Not according to newlyweds Tricia Snider and Tom Watson, who tied the knot last week at the Blue Ribbon Bacon Festival in Iowa. Watson declared his love for his bride by saying, "She's second only to bacon," the Des Moines Register reports.
And not according to market research group Information Resources, which found that U.S. bacon sales climbed 9.5 percent in 2013 to an all-time record of almost $4 billion, MarketWatch reports. [7 Foods Your Heart Will Hate]
Much to the alarm of cardiologists nationwide, America now seems to be completely wrapped up in bacon — not unlike many of its favorite foods: Virtually any item that can be consumed — and many that can't — now comes in a bacon-infused style. Consumers can find bacon-flavored bourbon, chocolate bars, martinis, mayonnaise and ice cream in just about any U.S. city.
But nobody was really prepared for the bacon condom, bacon-flavored envelopes or bacon lip balm. And since the introduction of the Perfect Bacon Bowl, anything you can put into a bowl — cereal, pasta, rice, soup — can now be served in a container made of hot, crispy bacon.

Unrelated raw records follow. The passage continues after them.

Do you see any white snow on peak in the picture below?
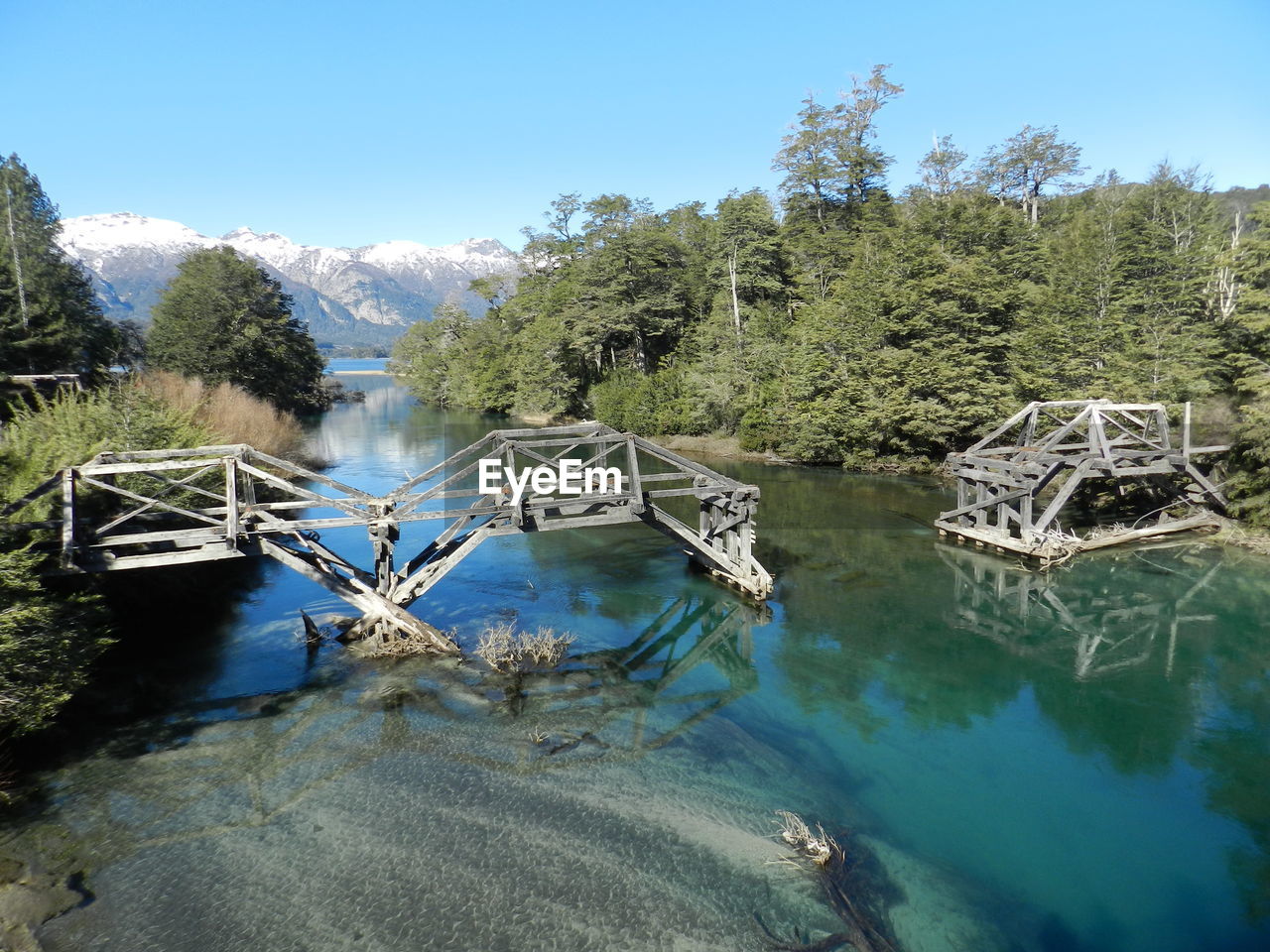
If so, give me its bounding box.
[59,212,217,258]
[353,239,513,273]
[61,212,516,276]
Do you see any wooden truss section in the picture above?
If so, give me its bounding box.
[940,539,1221,680]
[935,400,1228,561]
[0,422,772,652]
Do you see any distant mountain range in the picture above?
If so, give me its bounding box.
[60,212,517,344]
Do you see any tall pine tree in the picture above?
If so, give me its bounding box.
[146,246,323,412]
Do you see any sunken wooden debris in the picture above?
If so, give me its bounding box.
[935,400,1228,562]
[0,422,772,653]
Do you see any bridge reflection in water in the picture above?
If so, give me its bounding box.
[936,543,1220,680]
[15,595,766,866]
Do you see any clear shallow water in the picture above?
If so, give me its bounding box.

And this week is Bacon Week at the Tropicana Casino and Resort in Atlantic City, N.J. (It's one of dozens of bacon festivals that occur around the country each year.) The event attracts entrepreneurs hawking everything from bacon toothpaste and dental floss to chocolate-covered bacon roses (for the insatiable romantic, presumably).
Why is bacon so addictive?
Some food researchers have noted that humans have an innate craving for foods that contain three basic ingredients: salt, sugar and fat. Bacon, of course, has copious amounts of salt (sodium) and fats — and when combined with maple syrup or any other sweetener, you've hit a food trifecta.
In "Salt Sugar Fat: How the Food Giants Hooked Us" (Random House, 2013), author Michael Moss explored this issue in-depth, citing examples of how food manufacturers exploit this craving when developing processed foods such as bacon-flavored, well, anything.
Other writers have noted that bacon carries a uniquely savory taste known as "umami," which is distinct from salty, sweet or other tastes. Umami flavor is an important part of why people like the taste of foods such as fish, shellfish, mushrooms, tomatoes, cheese, soy sauce — and cured meats, including bacon.
The health costs of pigging out
There is, of course, a serious downside to pigging out on bacon. A 2012 study published in the journal JAMA Internal Medicine found that people who ate one serving of red meat a day had a 13 percent increased risk of dying during the study. In addition, eating processed meats, like bacon or sausage, was linked with a 20 percent increased risk of death from causes such as cancer and heart disease, the study also found.
And a study last year from the Harvard School of Public Health (HSPH) found that men who eat more processed meats have lower sperm quality than men who don't. These studies complement other studies that have linked processed-meat consumption to conditions like Type 2 diabetes, heart attack and colorectal cancer.
"To lower risk of heart attacks and diabetes, people should consider which types of meats they are eating," Renata Micha, a researcher at HSPH, said in a statement. "Processed meats — such as bacon, salami, sausages, hot dogs and processed deli meats — may be the most important to avoid. Based on our findings, eating one serving per week or less would be associated with relatively small risk.”
Though there's continued debate over what makes processed meats like bacon so unhealthy, one prime suspect — aside from the high levels of fat and cholesterol in processed meats — is sodium nitrite, a preservative that inhibits the growth of harmful bacteria. When fried at high heat, nitrite can form nitrosamines, molecules that have been shown to cause cancer in lab animals. [Top 10 Cancer-Fighting Foods]
A bacon backlash
Perhaps as a response to these health risks, there are distant rumblings of a bacon backlash. A few consumers and chefs seem to be growing weary of finding creative ways to use the cured meat.
"It's been overplayed so much, and my taste buds are tired of it," Ken Oringer, a Boston-area chef and restaurateur, told the Wall Street Journal.
The industry has taken note, too. "Consumers still enjoy bacon and will try it in new ways," Kara Nielsen, a San Francisco-based marketing expert, told the National Provisioner, a meat-processing trade journal. "But the bacon trend is maturing, and it's less of a trend now than just part of the landscape."
But for people who love bacon to death, nothing is likely to keep them from their meat, and there's now a product that ensures they'll never, ever have to do without it: a bacon-themed coffin.